I moved stealthily eastward to avoid the enemy. While walking, I heard a voice coming from a deep irrigation canal, “Sir, help me, I am a soldier. I was hit by sniper fire in Urdaneta.” Thereupon, I applied sulfanilamide on the wound on his left shoulder, put a gauge and sling around his shoulders and neck.

I was glad to have met him. Being an Ilocano, he could be useful as guide and interpreter in my attempt to rejoin my forces. Our plans to reach Rosales in Pangasinan was, however, frustrated by darkness. We arrived at Villasis town where we were met by civilian guards led by an ex-teacher who advised us not to cross Agno River as it was very deep and swift. He instead invited us to his house. There, he produced a plate of hard cold rice (bahaw) with a few mustard leaves garnished with bagoong. That meal was indeed most welcome and a luxury, after two days of forced hunger. With a full stomach, I soon fell asleep only to be awakened by the shouts of our host to escape the heavy bombardments coming from both sides of the Agno River. After several hours of running and walking in darkness, we reached the evacuation center in Unsad, a barrio of Villasis where our host’s family had evacuated.

Since it was our duty to report back to our lines, we decided to cross the river in several places, but each time we were pushed back by civilians who were also running away from the enemy. After three failed attempts to cross, we returned to the evacuation camp. On the advice of the ex-teacher, we discarded our uniforms to escape detection by spies. He was so kind to provide us with used clothes.

Later, I joined the guerilla organized by an American colonel who escaped Bataan through Mt. Pinatubo. Unfortunately, I was captured several months later. I was incarcerated at the Kim Pei Tai POW camp in Binalonan, where I was kicked, boxed, “jujitsued” and given the water-cure treatment. My sufferings at the POW camp was somewhat eased when a week later, then Governor Estrada of Pangasinan visited the camp. It so happened that his cousin was my Literature teacher in Dumaguete City. This information elated the governor who promised to help me with my release. He convinced that Japanese colonel that I was his relative. Thus, I was released with the condition that I give my gold-plated Waltham Premier watch. I had no choice so I handed over my watch to the Japanese colonel who in turn handed me P70.00 as payment. That was how I lost my P120.00 pre war watch. It was good bargain, though. The money not only freed me from prison but also helped me finance my church wedding and barrio reception. Yes, I met my wife at the evacuation center. What a coincidence – the third prediction of the old woman had come true.

The events that happened some 59 years ago seemed like a beautiful dream. Recalling those incidents and predictions is what keeps me ticking like an old alarm clock. To me, she was a seer par excellence.
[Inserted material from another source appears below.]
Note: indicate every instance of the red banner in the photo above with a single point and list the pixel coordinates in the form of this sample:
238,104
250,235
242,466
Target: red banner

By the way, I am still hoping that I will soon be a quickie millionaire via the PCSO mega lotto draw as prophesied a few months before Y2K. Will her fourth prediction, even if relayed to me only in a dream, come true? Given her 100% track record, I have no doubt this too will come to pass, but that will be another story.

(My father wrote this article seven years before he passed away. It remained unpublished and hidden in his old but still-sturdy army-issue trunk until my sister discovered it and had it posted on Facebook. His war-time exploits often regaled our visits, with this story being a favorite of mine and one that became more interesting and real with each telling. We all miss him, more so with this written version of how the failed defense of Luzon and the country (what Quezon and McArthur called War Plan Orange) brought him to Villasis, Pangasinan where he met my mother. One of these days, I hope to write the sequel to this story: how he rejoined the USAFFE years later and helped in retaking Baguio City from the Japanese forces. Btw, my nephews and nieces still look forward to harvesting that Mega Lotto prize their Grand-Papang failed to get.)